Alasan Buruh Menolak PTKP

Pertama daya beli buruh masih rendah. Jika PTKP diturunkan, maka daya beli akan semakin memburuk. Upah buruh yang masih rendah itu akan diperparah dengan akan adanya pengeluaran yang harus dibayar, yaitu pajak. Hal itu akan membebani buruh. Indikator menurunnya daya beli, salah satunya adalah penjualan motor turun 7 persen, dan penjualan mobil turun 5.7 persen. Rumah murah yang targetnya 1 juta rumah tidak tercapai. Ibu rumah tangga paling merasakan dampaknya, ketika hampir semua kebutuhan naik. Apa yang dilakukan pemerintah ini mirip dengan VOC, yang menarik upeti dari rakyat.
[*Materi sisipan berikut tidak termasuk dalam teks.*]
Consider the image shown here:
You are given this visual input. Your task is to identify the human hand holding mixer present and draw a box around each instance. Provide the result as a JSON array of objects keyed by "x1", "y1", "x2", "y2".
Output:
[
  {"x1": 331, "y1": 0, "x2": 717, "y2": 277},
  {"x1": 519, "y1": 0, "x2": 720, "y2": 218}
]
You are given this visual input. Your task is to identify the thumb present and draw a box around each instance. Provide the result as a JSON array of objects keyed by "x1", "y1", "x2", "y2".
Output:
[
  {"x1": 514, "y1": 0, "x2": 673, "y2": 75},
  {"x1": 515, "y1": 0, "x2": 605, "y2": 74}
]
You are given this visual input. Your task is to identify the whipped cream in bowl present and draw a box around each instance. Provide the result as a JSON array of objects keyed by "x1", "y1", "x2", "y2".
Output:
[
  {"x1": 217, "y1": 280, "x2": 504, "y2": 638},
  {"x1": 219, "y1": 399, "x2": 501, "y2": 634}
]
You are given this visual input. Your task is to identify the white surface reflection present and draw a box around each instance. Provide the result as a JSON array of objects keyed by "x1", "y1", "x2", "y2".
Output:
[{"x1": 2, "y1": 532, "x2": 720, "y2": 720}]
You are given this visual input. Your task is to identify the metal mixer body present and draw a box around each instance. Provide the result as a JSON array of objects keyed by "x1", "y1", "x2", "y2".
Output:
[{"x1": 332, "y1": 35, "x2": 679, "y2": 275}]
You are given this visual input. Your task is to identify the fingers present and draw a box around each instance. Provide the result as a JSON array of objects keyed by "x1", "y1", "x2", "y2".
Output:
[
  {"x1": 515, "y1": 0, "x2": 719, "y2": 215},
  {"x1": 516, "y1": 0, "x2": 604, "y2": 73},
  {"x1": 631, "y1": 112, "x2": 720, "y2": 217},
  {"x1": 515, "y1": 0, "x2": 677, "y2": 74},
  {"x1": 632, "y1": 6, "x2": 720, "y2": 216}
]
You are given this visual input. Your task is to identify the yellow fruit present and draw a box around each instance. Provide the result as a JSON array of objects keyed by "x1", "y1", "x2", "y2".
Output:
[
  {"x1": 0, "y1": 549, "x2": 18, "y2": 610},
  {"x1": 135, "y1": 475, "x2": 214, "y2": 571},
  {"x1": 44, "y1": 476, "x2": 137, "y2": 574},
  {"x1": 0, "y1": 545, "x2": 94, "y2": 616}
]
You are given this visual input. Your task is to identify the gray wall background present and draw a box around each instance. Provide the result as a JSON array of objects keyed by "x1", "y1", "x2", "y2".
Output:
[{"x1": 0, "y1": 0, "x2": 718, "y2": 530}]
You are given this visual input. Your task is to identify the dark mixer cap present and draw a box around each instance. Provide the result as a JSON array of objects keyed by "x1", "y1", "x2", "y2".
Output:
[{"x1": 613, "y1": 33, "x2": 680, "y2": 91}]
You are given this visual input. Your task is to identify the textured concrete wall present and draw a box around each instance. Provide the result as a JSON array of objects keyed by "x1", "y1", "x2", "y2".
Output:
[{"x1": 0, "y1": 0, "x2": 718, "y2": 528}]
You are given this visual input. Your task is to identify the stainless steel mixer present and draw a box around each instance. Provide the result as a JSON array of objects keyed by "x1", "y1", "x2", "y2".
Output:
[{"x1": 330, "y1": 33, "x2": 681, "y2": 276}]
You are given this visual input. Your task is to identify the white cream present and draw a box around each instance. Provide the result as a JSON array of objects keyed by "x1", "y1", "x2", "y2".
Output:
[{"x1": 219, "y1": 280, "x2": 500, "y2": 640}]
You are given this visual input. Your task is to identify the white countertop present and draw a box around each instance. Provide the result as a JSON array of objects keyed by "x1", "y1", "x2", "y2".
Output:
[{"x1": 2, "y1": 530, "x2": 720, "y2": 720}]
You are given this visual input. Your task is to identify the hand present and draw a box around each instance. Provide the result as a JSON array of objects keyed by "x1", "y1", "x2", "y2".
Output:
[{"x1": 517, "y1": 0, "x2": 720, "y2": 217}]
Kedua, kebijakan ini terkesan akal-akalan. Dulu ketika membuat kebijakan UU Tax Amnesty, dalihnya adalah untuk menarik repatriasi dan deklarasi. Setelah tahun pertama dibebaskan, mustinya tahun kedua mereka sudah harus membayar pajaknya. Kemana pajak hasil deklarasi dan repatriasi yang katanya 4000 T lebih itu? Ini yang kita tidak setuju. Rasa ketidakadilan kita tercederai. Ini orang kaya diampuni, orang miskin dikejar-kejar pajaknya.

Ketiga, ketika KSPI mengajukan judicial review terhadap UU Tax Amnesty, salah satu argumentasi pemerintah adalah buruh tidak bayar pajak. Argumentasi pemerintah tersebut didahului dengan menaikkan PTKP dari 3 juta menjadi 4.5 juta.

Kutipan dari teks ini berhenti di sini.